$\mathbb{Z}_2$ Lattice Gerbe Theory

TL;DR

This paper studies the phase transitions of a $ abla_2$ lattice gerbe theory with $ abla_2$ gauge fields on hypercubic lattices, revealing dimension-dependent behaviors including phase transitions and dualities, extending understanding of higher-form gauge theories.

Contribution

It demonstrates that $ abla_2$ lattice gerbe theories exhibit dimension-dependent phase transitions and dualities, connecting them to generalized Ising models and extending the theoretical framework of higher-form gauge theories.

Findings

Phase transition for Wilson surfaces occurs in dimensions greater than 3.

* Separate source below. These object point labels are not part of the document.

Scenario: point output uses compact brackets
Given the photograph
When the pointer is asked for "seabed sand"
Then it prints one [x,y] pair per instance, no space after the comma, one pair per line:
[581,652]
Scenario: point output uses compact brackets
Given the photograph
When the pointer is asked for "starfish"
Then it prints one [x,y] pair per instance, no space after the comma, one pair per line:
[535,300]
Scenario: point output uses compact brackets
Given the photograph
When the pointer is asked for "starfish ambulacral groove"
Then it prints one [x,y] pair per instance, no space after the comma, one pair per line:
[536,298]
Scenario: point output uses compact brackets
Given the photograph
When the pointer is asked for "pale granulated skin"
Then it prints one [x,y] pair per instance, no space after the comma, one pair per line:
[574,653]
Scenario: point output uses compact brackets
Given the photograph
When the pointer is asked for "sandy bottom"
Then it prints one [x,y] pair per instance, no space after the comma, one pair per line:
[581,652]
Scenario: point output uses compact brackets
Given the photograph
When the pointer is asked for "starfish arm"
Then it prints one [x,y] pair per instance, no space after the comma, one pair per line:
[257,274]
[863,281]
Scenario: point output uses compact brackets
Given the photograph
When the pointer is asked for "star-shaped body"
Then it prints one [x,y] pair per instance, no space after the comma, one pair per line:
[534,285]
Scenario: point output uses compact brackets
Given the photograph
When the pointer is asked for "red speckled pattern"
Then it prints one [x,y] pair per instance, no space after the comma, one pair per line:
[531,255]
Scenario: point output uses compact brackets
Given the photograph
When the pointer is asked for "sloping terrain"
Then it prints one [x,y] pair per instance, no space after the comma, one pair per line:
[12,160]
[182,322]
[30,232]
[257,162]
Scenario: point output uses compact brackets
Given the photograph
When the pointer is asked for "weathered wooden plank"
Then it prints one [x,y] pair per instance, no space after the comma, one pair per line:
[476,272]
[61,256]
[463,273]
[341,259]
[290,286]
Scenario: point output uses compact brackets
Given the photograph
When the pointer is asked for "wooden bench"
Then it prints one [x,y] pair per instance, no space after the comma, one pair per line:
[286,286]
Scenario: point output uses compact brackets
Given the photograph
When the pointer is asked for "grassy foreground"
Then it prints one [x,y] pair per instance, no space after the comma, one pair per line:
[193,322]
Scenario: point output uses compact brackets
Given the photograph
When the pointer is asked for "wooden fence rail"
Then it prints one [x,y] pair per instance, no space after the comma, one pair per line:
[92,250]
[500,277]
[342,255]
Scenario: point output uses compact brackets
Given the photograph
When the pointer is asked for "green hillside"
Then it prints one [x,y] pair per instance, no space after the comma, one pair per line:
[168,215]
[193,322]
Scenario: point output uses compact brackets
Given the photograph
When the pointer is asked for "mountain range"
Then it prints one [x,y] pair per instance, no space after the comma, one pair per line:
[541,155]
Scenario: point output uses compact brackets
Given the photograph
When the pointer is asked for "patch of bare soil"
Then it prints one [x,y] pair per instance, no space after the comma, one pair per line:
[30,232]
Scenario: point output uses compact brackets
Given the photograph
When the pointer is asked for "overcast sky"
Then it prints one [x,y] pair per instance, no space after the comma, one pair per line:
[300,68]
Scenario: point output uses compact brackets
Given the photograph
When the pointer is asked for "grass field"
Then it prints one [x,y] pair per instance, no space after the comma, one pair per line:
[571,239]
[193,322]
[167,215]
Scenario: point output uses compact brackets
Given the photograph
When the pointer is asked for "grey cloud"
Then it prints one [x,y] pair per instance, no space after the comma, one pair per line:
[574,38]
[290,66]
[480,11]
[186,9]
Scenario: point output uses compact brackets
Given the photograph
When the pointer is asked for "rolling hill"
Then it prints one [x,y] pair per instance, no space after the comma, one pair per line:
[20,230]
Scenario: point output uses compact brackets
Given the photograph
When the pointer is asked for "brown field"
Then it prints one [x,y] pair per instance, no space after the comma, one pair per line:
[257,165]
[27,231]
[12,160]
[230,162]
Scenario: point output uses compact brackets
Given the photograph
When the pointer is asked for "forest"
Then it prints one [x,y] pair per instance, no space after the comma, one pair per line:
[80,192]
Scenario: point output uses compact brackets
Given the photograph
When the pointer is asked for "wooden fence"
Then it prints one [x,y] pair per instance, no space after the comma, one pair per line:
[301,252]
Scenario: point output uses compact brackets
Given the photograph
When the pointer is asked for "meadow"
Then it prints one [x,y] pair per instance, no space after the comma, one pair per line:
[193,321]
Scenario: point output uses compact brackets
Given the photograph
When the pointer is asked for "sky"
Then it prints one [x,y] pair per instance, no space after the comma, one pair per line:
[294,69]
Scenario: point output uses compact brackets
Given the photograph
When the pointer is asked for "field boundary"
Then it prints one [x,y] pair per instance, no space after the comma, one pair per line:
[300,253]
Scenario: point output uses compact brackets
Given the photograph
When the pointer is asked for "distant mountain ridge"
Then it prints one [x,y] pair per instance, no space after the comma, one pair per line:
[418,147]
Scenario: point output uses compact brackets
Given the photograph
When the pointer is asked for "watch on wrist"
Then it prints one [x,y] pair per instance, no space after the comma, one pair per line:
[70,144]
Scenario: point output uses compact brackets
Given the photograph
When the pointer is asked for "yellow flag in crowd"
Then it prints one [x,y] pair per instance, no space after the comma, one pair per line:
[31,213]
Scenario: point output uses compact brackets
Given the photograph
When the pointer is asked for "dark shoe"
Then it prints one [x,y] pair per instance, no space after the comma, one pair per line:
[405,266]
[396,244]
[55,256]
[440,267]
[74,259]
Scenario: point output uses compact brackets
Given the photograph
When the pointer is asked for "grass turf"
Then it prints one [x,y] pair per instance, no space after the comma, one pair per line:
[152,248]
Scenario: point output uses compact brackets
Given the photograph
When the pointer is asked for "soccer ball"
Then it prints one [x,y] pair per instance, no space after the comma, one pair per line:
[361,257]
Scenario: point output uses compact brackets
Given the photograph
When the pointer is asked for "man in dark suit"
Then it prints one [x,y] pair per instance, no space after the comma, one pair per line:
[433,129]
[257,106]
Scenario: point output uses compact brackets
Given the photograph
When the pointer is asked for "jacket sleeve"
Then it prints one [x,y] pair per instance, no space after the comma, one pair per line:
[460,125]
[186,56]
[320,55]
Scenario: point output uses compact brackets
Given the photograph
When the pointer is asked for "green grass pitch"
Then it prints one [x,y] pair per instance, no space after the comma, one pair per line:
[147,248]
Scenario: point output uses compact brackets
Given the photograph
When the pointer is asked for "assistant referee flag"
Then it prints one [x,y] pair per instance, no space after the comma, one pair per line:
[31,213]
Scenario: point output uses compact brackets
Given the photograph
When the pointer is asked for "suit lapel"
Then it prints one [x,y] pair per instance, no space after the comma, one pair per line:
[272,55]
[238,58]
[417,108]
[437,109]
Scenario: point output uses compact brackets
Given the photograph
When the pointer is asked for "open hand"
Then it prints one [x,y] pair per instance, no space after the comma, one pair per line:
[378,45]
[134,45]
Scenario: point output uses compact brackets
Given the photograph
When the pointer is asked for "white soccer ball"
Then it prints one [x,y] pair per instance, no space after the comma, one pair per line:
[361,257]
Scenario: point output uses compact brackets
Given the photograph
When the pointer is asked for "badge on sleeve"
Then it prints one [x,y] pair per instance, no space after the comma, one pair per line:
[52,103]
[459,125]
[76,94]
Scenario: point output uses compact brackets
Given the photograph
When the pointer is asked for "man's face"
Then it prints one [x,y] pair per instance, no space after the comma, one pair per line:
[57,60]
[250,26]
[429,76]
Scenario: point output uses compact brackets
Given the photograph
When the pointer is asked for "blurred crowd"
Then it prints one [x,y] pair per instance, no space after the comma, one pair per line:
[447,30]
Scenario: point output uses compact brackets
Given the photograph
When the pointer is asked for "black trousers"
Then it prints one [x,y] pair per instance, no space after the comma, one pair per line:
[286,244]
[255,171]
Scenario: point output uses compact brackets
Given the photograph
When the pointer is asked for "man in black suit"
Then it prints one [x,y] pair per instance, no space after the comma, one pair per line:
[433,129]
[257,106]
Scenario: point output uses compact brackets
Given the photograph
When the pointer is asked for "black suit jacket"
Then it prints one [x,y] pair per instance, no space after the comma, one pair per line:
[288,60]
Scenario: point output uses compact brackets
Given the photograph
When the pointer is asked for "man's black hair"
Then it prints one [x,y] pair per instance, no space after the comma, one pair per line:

In 3D, the model is dual to an infinite coupling model with no transition.

In 4D, the model is dual to the 4D Ising model with a continuous transition.

Abstract

$2$-form abelian and non-abelian gauge fields on $d$-dimensional hypercubic lattices have been discussed in the past by various authors and most recently by Lipstein and Reid-Edwards. In this note we recall that the Hamiltonian of a $\mathbb{Z}_2$ variant of such theories is one of the family of generalized Ising models originally considered by Wegner. For such "$\mathbb{Z}_2$ lattice gerbe theories" general arguments can be used to show that a phase transition for Wilson surfaces will occur for $d>3$ between volume and area scaling behaviour. In $3d$ the model is equivalent under duality to an infinite coupling model and no transition is seen, whereas in $4d$ the model is dual to the $4d$ Ising model and displays a continuous transition. In $5d$ the $\mathbb{Z}_2$ lattice gerbe theory is self-dual in the presence of an external field and in $6d$ it is self-dual in zero external field.